どうやら、なんとか乗り切ることができたようだ。
俺は『縁』経由で翡翠にバレないよう注意しつつ、ホッと一息つく。
「でも、それなら他の女の子達にも手を出しちゃダメだからね!」
「なんだよ他の女の子達って……」
「アンナに、スイセンに、リンカに、カンナに、それにイオも怪しいよね。鬼族の紅も僕と同じ条件だからダメだし、大人っぽくなったからってセシアもダメだよ。あ、もちろん雀や紫も論外だから!」
ちょっと待ってくれ! 今10人近い女性の名前を挙げなかったか!?
「翡翠は俺のことをなんだと思ってるんだ! 俺がそんなにポンポンと女性に手を出すと思ってるのか!?」
「思ってるも何も、みんなに粉かけてるじゃないか」
「かけてないよ! 確かに成り行き上助けたりなんてことはあったけど、俺からみんなを誘うようなことはした覚えないからな!」
年上の優しさに甘えたくてスイセンに頼るような場面はあったが、それ以外で俺から何かアプローチみたいなことはしたことがないと断言できる。そして、さっき名前を挙げた中にイオや紫、セシアまでが含まれていたことにも納得がいかない。
「でも結果的にはみんなトーヤに惚れてるじゃないか! ツバキやリーヤ達もなんだか怪しいし!」
自分の名前が挙がったことに、部屋で掃除をしていたツバキがビクリと反応する。
彼女は以前、豪商ドグマの屋敷で俺に主従権を委託された奴隷なのだが、今では家事などに習熟し、立派なメイドとなっている。
長いこと城を離れていたから、彼女達との関係は希薄になっているのだが、それを怪しいってどういうことだろうか。

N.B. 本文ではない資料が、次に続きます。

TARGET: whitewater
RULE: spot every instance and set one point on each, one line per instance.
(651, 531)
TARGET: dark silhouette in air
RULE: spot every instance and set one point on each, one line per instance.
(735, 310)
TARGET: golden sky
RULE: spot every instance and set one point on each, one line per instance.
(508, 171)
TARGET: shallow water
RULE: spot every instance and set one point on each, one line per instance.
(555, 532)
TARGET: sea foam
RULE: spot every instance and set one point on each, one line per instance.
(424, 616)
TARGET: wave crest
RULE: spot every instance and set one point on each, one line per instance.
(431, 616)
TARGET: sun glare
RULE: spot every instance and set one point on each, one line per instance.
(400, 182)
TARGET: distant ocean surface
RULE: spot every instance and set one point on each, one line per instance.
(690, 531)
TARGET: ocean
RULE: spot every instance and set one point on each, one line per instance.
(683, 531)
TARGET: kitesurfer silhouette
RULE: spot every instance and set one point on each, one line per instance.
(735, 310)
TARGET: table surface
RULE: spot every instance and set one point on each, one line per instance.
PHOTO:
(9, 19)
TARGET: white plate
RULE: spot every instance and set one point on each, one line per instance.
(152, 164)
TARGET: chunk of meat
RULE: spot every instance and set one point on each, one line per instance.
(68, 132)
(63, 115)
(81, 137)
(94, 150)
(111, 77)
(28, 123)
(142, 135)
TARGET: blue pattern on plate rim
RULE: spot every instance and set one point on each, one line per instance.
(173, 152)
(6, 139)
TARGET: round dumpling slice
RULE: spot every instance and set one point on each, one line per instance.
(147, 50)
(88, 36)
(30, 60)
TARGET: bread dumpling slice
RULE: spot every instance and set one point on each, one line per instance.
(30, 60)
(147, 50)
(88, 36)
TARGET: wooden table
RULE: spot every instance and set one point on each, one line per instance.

というか、リーヤ達って今言ったよな? 彼らはツバキ同様俺の奴隷だが、立派な男だぞ?
「ツバキ?」
「はい! あの! 私はその、違います! ……いえ、トーヤ様には感謝していますし、尊敬もしていますが、決してそのような感情は……! し、失礼します!」
ツバキは顔を真っ赤にしながらそう捲し立て、最後には部屋を飛び出していってしまった。
「……」
「ね? 怪しいでしょ?」
確かに今の反応は、勘違いしてもおかしくないような反応であった。
しかし俺自身、彼女達に何かしてあげた覚えはないし、惚れられる要素なんかコレっぽちもないと思っている。
一体何故こんなことになっているのか。
「……理由がわからない」
「これだからトーヤは……」
翡翠はそう言って俺の頭から離れ、フワフワと机の上に着地する。
「いいかいトーヤ? 弱ってる女性やツライ思いをしていた女性っていうは、少しでも優しくされるとコロッと落ちちゃうものなんだよ」
「……そんなバカな。それだけで惚れるなんて、普通あり得ないだろう?」
「普通じゃないからあり得るんだよ! 命を救われたり奴隷から解放されることが、普通だなんて思わないでね!」
そう言われてしまうと、そうなのかもしれない。
もし俺が命を助けられたり、拷問されているところを誰かに助けられたりしたら、きっとその人に対し凄まじい感謝の念を抱くだろう。
それが異性であれば、惚れる可能性だってないとは言い切れない。
「……どうしよう。困ったな」
いくらなんでも、全員の気持ちに応えるなんてことはできるハズがない。
亜人領には一夫一妻制とか一夫多妻制とかいった制度は全くないようだが、流石に限度というものはあるだろう。最初から全員に手を出す気なんてサラサラ無いが、紅や翡翠のような特殊なケースもあるため、中々に難しい話である。
「ともかく! トーヤはその辺のことを弁えつつ、今後の行動には注意を払うように!」
「……はい」
自分の頭ほどのサイズしかない子龍に、女性関係のことで説教を受けてしまった。
なんとも情けない状況だが、このことについては今後しっかりと考えるべき案件でもある。